Ideally, if all our roads were constructed like this, there wouldn't be any need for turning. But given our primitive public transport system and city planning, it is what it is for now. Coming back to reality, a 45-degree banked road is not the same as a rectangular straight road.
You will need to stretch some part of the plastic sheet in order to form this. If you make this banked road flat, that geometrically similar surface will look like this.
Here, you will need to turn your wheels like you would on a normal turn. Now how would turning the wheels make the car change its orientation?
Steering geometry
Steering is the process through which we change the direction of motion as well as the orientation of our vehicle. We make use of some properties of wheels to achieve this.
Wheels like to move precisely in the direction they are pointed towards. (This is a bit more complicated because real tires are tori, and the direction would depend on the point of contact.)
Now if you have a bike, we have two wheels trying to move like that. When you are moving straight, there is no problem because both wheels are moving on the same path. But once you turn the front wheel right, you have a situation where the front wheel wants to go right, but the back wheel wants to go straight. The only way this can be achieved is though the change of orientation of the bike. The bike moves in a circle so that both wheels are tangential to the circle.
This is how steering works. In addition to changing the direction of motion, notice how the vehicle's orientation is also changed.
Now consider a pair of this arrangement, as in a four-wheeler. For the same turning angle, you will immediately see that the left and right wheel pairs try to move in a separate circle. In order for this to happen, the chassis needs to break, or the wheels need to slip.
The only way to solve this problem is to make both wheels turn differently. If you are wondering, yes, the front wheels of your car are not parallel during turning. During a turn, the outer wheel turns less.
This is a well-known problem in mechanical engineering and was solved by a German carriage builder called Georg Lankensperger in 1816. You can read more about this here, for a start.
Image credits: Wikipedia
TL;DR: Your car is always moving along the arc of a circle formed by the point of contact of its four wheels.
If wheels do all the turning, why bank the road?
When you take a turn, your car is moving in a non-inertial frame of reference. The centrifugal force associated with this motion tries to throw the car away from the road. Usually, on flat roads, the friction between the tires and the road counteracts this centrifugal force. This friction has a limit to it, decided by the weight of the car and the coefficient of friction between tires and the road. But the centrifugal force can be arbitrarily high, depending on the curve's radius and the vehicle's speed. So there is a possibility that the centrifugal force overcomes a friction threshold, and your car flings out of the curve. This is why we have speed limits on curves.
Banking the road provides an another force in addition to the friction to counteract the centrifugal force: the normal force. On flat roads, normal forces are acting perpendicular to the centrifugal force, making it effectively useless. But on a banked road, the normal force is tilted, giving us a helpful component against the centrifugal force.
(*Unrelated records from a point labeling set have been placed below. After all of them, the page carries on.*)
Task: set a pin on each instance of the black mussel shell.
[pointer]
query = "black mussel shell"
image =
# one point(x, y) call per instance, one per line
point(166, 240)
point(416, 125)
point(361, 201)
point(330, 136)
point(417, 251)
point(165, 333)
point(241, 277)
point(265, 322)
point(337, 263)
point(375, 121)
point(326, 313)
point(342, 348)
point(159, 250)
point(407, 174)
This increases the threshold for centrifugal force to overcome. Hence we have larger speed limits on banked roads. Also, as pointed out by @Lawnmower Man in the comments, banked roads are much more comfortable for the passengers in the car. Humans inside the car are like inverted pendulums with those heavy heads. Banking helps reduce the torque acting on them, lowering their vulnerability to tip over. Same reason it is wise to crouch your heads on a merry-go-round (unlike these idiots below).
Banking the road ensures that we are in control. Banking the road ensures that all our geometry works properly.
I hope that this now answers your question. Have a nice day!